ABSTRACT Alzheimer disease (AD) is the leading cause of dementia in older adults and occurs in all ethnic and racial groups. Genetic studies of AD have mostly been performed in non-Hispanic Whites (NHW) of Northern European (NE) ancestry. Only recently have efforts in AD started to expand into other populations, such as African-Americans (AA) and Hispanics (HI), and have a ready demonstrated differences in both risk effect size (e.g., APOE in AA and HI) and risk loci (e.g., ABCA7 in AA). Further evaluation demonstrates that genetic ancestry (as opposed to environmental/cultural factors) likely underlie at least part of this heterogeneity. Individuals with the Amerindian (AI) ancestry remain one of the most underrepresented groups in AD. Importantly, the NHW datasets did not differentiate among the Europeans (EU), whereas recent investigations showed that these pan-European results only partially overlap with the findings from populations from the Iberian Peninsula (IP) with Southern European (SE) ancestry. Caribbean and South American Hispanic populations are admixed with both AI and SE, thus making their study a critical scientific objective. Our proposed study enables testing the generalization of findings from NHW to these other ancestries, as well as identify AD risk/protective factors correlated specifically with AI and SE ancestry. Our results will allow for a better and more complete understanding of the genetic architecture of AD which will help improve disease prediction, prevention, diagnosis, and treatment in AI, admixed Hispanic populations, and beyond. To accomplish these goals, we propose three aims. In Aim 1 we will characterize known AD loci in admixed populations with AI and SE ancestry. This includes expanding collections, generalizing known AD loci to AI/SE populations, and variant discovery through admixture mapping and fine-mapping. In Aim 2 we will extend our Puerto Rican dataset by expanding PR multiplex families. This will allow more powerful linkage analyses, longitudinal neurocognitive and biomarker data, and the initiation of a brain donation program. Finally, in Aim 3 we will perform functional follow-up of variants using bioinformatics approaches, assessment of AD biomarkers, and assessment of cellular function using IPSc.

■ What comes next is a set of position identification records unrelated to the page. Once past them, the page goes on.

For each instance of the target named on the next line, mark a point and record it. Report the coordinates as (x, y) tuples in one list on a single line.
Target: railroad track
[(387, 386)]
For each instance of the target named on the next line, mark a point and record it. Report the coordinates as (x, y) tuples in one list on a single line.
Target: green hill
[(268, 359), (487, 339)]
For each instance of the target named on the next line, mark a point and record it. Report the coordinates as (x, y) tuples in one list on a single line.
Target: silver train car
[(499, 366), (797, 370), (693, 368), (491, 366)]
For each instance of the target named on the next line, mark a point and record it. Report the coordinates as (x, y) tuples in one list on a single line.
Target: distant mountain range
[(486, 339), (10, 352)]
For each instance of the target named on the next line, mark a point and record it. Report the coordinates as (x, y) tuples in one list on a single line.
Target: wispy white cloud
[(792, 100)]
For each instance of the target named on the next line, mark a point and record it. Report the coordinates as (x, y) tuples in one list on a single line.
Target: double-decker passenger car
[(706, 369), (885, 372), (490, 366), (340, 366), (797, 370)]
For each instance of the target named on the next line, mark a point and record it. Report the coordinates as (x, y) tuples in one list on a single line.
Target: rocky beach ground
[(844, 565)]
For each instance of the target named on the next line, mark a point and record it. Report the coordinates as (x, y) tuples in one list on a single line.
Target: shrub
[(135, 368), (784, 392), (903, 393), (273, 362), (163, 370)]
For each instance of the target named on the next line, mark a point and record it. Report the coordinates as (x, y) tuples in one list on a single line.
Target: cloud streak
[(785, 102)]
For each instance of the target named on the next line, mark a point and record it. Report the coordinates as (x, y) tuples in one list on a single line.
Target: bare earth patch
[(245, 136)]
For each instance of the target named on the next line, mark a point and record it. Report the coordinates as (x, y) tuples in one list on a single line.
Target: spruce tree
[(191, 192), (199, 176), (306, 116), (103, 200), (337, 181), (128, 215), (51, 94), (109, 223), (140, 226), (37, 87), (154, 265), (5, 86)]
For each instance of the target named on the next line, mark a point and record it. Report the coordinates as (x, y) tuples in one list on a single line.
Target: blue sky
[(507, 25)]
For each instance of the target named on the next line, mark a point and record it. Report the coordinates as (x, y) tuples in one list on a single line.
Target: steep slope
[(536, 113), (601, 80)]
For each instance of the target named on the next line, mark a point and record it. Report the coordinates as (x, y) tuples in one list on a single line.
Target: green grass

抽象的 阿尔茨海默氏病（AD）是老年人痴呆症的主要原因，发生在所有种族和种族群体中。 AD的遗传研究主要是在北欧（NE）的非西班牙裔白人（NHW）中进行的 祖先。直到最近，广告的努力才开始扩展到其他人群，例如非裔美国人 （AA）和西班牙裔（HI），并且准备就绪的风险效应大小（例如，AA中的APOE） 和HI）和风险基因座（例如，AA中的ABCA7）。进一步的评估表明遗传血统（相反 环境/文化因素）可能至少是这种异质性的一部分。与美洲印第安人的个人 （AI）祖先仍然是AD中代表性最低的群体之一。重要的是，NHW数据集没有 区分欧洲人（EU），而最近的调查表明，这些泛欧的结果 仅部分与来自南欧的伊比利亚半岛（IP）的人群的发现重叠 （SE）祖先。加勒比海和南美西班牙裔人口都与AI和SE相结合，因此 使他们的研究成为关键的科学目标。我们提出的研究可以测试发现的概括 从NHW到其他祖先，并确定与AI特别相关的AD风险/保护因素 和SE Ancestry。我们的结果将使对遗传结构有更好，更完整的了解 AD将有助于改善AI中的疾病预测，预防，诊断和治疗 人口及以后。为了实现这些目标，我们提出了三个目标。在AIM 1中，我们将描述 在AI和SE Ancestry的混合群体中，已知的AD基因座。这包括扩大收藏，概括 已知的广告基因座对AI/SE群体，以及通过混合图和细图的变体发现。目标 2我们将通过扩展PR多路复用系列来扩展波多黎各的数据集。这将允许更强大 连锁分析，纵向神经认知和生物标志物数据以及脑捐赠计划的启动。 最后，在AIM 3中，我们将使用生物信息学方法对变体进行功能随访，评估 AD生物标志物，并使用IPSC评估细胞功能。